We extended `oq importcalc calc_hdf5` to also import calculation files
outside oqdata by moving them inside oqdata first.

WebUI
-----

We added an endpoint `/v1/calc/:calc_id/exposure_by_mmi` to extract
the `exposure_by_mmi` output (in JSON format) for risk calculations
from ShakeMaps.

We added an endpoint `/v1/calc/:calc_id/impact` to extract the
impact results (in JSON format) for scenario risk calculations.

We added an endpoint `/v1/calc/jobs_from_inis` to determine which job.ini
files have been already run (in that case we return the associated job_id)
or not (in that case we return 0). This was required by the PAPERS project.

We added a private endpoint `/v1/calc/run_ini` to run calculations starting
from a remote .ini file, assuming the client knows its full path name,
again fro the PAPERS project.

We made the hidden outputs (i.e. exposure and job_zip) visible and
downloadable only for users of level 2 or when the WebUI
authentication is disabled.

We made it possible to select multiple input files (and not only a
single zip file) when running a job via the WebUI.

We do not show anymore in the WebUI the jobs that have the `relevant`
flat set to false.

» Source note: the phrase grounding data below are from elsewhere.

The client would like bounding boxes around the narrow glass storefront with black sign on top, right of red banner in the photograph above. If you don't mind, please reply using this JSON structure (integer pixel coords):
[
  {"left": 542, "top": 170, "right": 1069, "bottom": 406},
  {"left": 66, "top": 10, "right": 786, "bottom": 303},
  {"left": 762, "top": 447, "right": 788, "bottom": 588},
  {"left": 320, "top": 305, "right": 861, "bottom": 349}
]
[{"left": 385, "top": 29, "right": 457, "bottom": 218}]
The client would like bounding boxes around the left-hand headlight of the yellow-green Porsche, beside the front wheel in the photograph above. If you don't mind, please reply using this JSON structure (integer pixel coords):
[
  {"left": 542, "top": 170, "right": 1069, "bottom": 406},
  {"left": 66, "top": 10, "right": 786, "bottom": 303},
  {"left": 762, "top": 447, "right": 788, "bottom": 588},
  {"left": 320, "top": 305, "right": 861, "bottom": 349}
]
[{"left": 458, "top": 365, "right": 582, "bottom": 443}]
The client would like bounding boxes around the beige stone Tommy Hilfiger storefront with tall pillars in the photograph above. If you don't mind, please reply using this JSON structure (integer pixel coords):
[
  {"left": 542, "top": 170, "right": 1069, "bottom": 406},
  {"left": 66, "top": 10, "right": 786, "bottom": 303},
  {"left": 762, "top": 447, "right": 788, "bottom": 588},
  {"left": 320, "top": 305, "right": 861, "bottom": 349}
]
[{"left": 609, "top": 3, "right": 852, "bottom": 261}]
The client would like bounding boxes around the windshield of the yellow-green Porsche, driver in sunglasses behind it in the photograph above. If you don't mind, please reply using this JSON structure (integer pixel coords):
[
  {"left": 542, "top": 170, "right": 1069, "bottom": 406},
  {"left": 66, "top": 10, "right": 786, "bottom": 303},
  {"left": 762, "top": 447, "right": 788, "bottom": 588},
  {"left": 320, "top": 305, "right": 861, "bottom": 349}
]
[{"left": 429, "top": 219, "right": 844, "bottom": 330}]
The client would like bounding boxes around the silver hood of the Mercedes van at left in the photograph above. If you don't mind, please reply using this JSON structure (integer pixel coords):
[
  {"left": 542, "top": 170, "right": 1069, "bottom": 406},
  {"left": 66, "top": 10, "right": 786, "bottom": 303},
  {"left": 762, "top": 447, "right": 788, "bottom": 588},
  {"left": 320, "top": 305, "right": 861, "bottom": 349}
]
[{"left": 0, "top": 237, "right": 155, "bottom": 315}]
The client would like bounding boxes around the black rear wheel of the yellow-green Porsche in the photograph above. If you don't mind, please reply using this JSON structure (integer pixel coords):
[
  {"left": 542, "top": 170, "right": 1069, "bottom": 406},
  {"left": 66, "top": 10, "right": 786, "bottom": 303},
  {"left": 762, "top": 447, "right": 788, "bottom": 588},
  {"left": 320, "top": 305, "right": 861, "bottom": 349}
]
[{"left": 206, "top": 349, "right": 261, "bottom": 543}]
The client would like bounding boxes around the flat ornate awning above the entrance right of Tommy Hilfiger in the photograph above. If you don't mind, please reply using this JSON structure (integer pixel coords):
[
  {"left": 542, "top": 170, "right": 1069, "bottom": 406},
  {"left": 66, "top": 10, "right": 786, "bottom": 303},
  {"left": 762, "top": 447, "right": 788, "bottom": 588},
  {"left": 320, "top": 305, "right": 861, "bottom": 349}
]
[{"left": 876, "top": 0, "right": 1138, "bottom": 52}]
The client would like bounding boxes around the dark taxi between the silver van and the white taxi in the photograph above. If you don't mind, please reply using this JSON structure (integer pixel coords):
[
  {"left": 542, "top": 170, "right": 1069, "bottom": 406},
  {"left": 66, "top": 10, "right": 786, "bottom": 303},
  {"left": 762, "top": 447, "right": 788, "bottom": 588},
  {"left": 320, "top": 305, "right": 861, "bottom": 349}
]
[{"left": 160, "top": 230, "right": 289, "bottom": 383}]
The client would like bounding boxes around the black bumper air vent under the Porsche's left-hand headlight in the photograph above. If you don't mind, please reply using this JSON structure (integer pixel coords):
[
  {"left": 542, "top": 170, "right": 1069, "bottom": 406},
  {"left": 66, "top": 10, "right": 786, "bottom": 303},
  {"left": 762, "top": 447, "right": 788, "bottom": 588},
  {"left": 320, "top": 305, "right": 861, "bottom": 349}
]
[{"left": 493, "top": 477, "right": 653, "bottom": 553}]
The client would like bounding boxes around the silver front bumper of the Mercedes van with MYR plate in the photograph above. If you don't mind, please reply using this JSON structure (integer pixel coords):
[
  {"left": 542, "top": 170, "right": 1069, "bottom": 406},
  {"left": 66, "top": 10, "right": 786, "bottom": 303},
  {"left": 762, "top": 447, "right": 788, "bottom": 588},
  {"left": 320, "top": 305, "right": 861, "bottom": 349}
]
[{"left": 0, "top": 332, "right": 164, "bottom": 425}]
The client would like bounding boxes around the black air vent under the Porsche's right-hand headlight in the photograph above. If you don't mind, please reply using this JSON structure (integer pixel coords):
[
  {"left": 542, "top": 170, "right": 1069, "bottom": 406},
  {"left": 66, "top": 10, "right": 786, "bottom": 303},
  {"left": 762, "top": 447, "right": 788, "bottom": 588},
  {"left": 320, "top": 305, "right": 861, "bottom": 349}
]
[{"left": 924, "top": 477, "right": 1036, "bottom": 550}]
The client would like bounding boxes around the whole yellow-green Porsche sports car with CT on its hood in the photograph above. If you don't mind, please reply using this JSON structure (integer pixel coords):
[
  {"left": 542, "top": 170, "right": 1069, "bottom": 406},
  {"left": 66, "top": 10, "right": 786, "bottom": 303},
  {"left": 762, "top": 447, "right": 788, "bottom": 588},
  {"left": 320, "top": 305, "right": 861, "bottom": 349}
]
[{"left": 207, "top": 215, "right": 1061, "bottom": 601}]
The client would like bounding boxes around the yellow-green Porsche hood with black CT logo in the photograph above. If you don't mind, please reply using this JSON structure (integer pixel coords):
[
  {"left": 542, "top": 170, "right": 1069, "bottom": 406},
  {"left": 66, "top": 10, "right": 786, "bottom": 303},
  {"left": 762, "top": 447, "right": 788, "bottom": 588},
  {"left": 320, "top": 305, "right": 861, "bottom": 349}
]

This is a way to hide jobs without removing them.

IT
---

In this release we removed the `pyshp` dependency (since we have
`fiona`) and we added the Uber's package `h3` (version 3.7.7).
This is the last release supporting Python 3.10 and numpy
1.26: in the next release we will upgrade all numpy-dependent
libraries (including the geospatial libraries) and we will require at
least Python 3.11.

We changed the parallelization parameters to try to
ensure at least one GB of RAM per thread, possibly at
the cost of using less threads than available. For instance,
if your machine has 22 threads and 16 GB of RAM only 16 threads will
be used by default.

It is still possible, as always, to
specify the `num_cores` parameter in the `openquake.cfg` file
to explicitly control the number of processes in the process pool.
Users on a laptop with not much memory are recommended to
close the browser and run their calculations from the command line.

AELO and OQImpact
-----------------

Hundreds of pull requests were made in the engine codebase to support
the AELO and OQImpact platforms. However, since those are private
platforms, the related improvements will not be listed here.